Les signes avant-coureurs d’un risque de saisie immobilière apparaissent généralement plusieurs mois avant l’engagement des procédures. Un emprunteur commence par accumuler un ou deux retards de paiement, se retrouvant dans la catégorie des 30 ou 60 jours de retard. Si la situation financière ne s’améliore pas, les impayés s’aggravent (90 à 180 jours de retard), et ce n’est qu’à ce stade que les banques peuvent initier une saisie, généralement après 120 jours de retard.
Cette progression est cruciale, car elle permet d’anticiper les tendances futures des saisies. Aujourd’hui, le pipeline des retards précoces reste faible comparé aux standards historiques, mais il est en augmentation. Selon les données de la National Mortgage Database, les retards initiaux (30 ou 60 jours) augmentent depuis 2022, suivis par une hausse des impayés plus graves (90 à 180 jours). Ce schéma reflète une normalisation progressive du marché immobilier après des années d’interventions exceptionnelles.
Pendant la pandémie, le gouvernement fédéral avait instauré un moratoire national sur les saisies pour protéger les propriétaires des conséquences économiques. Ces mesures, incluant des programmes de report de paiement, ont été prolongées à plusieurs reprises. Parallèlement, la demande immobilière a connu une hausse historique pendant le boom pandémique, poussant les prix à des niveaux records et renforçant l’équité des propriétaires, ce qui a maintenu l’activité de saisie à un niveau exceptionnellement bas.
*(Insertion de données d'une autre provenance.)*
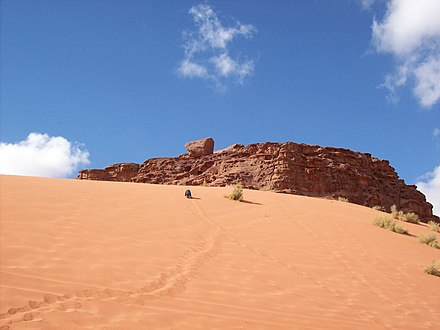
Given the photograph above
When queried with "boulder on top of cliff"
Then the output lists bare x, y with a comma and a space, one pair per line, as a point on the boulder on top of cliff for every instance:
200, 148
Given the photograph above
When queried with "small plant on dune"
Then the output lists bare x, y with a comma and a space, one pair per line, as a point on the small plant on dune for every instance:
430, 240
390, 224
434, 226
237, 193
433, 269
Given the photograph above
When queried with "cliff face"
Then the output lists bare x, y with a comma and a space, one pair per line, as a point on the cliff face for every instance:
281, 167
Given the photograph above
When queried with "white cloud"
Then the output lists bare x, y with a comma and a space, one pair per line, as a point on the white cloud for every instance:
410, 32
431, 188
208, 49
42, 155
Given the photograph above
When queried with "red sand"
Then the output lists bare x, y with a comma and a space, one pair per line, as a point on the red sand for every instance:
103, 255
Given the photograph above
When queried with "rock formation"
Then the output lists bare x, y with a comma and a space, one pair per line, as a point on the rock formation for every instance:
281, 167
200, 148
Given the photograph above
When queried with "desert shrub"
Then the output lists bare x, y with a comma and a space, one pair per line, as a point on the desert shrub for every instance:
430, 240
433, 269
434, 226
390, 224
394, 212
409, 217
237, 193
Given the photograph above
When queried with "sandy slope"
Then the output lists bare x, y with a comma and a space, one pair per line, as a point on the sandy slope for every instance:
101, 255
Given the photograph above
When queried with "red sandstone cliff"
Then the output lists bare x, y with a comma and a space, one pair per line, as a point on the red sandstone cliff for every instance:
281, 167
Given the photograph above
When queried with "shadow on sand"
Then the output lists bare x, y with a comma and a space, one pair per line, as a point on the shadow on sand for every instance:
249, 202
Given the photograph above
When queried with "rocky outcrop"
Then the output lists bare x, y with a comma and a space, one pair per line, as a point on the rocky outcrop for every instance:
200, 148
282, 167
124, 172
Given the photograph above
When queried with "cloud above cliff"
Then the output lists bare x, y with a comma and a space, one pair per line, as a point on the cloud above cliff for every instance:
42, 155
430, 186
410, 33
208, 51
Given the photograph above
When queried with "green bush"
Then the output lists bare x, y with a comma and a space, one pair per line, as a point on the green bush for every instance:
434, 226
237, 193
430, 240
390, 224
433, 269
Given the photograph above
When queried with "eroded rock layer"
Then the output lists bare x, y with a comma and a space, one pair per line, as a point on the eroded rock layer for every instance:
281, 167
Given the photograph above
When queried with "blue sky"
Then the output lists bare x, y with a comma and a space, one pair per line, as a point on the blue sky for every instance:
100, 82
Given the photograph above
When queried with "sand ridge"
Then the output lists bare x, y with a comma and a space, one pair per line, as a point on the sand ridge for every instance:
82, 254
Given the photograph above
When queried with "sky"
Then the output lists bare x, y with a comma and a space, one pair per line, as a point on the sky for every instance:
89, 83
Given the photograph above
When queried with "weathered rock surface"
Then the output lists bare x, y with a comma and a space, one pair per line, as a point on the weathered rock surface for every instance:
200, 148
124, 172
281, 167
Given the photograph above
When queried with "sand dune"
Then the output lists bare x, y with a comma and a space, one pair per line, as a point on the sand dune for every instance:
102, 255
Les chiffres le confirment : les taux de saisie et de retards graves ont atteint des plus bas historiques en 2021. Cependant, ces derniers trimestres, les saisies ont progressivement augmenté, se rapprochant des niveaux de 2019, avant la pandémie. Cette tendance s’est accélérée au premier trimestre 2025, après l’expiration du moratoire sur les prêts garantis par le Département des Anciens Combattants (VA). À mesure que ces protections prennent fin, les tensions sous-jacentes, simplement reportées et non résolues, réapparaissent dans les données.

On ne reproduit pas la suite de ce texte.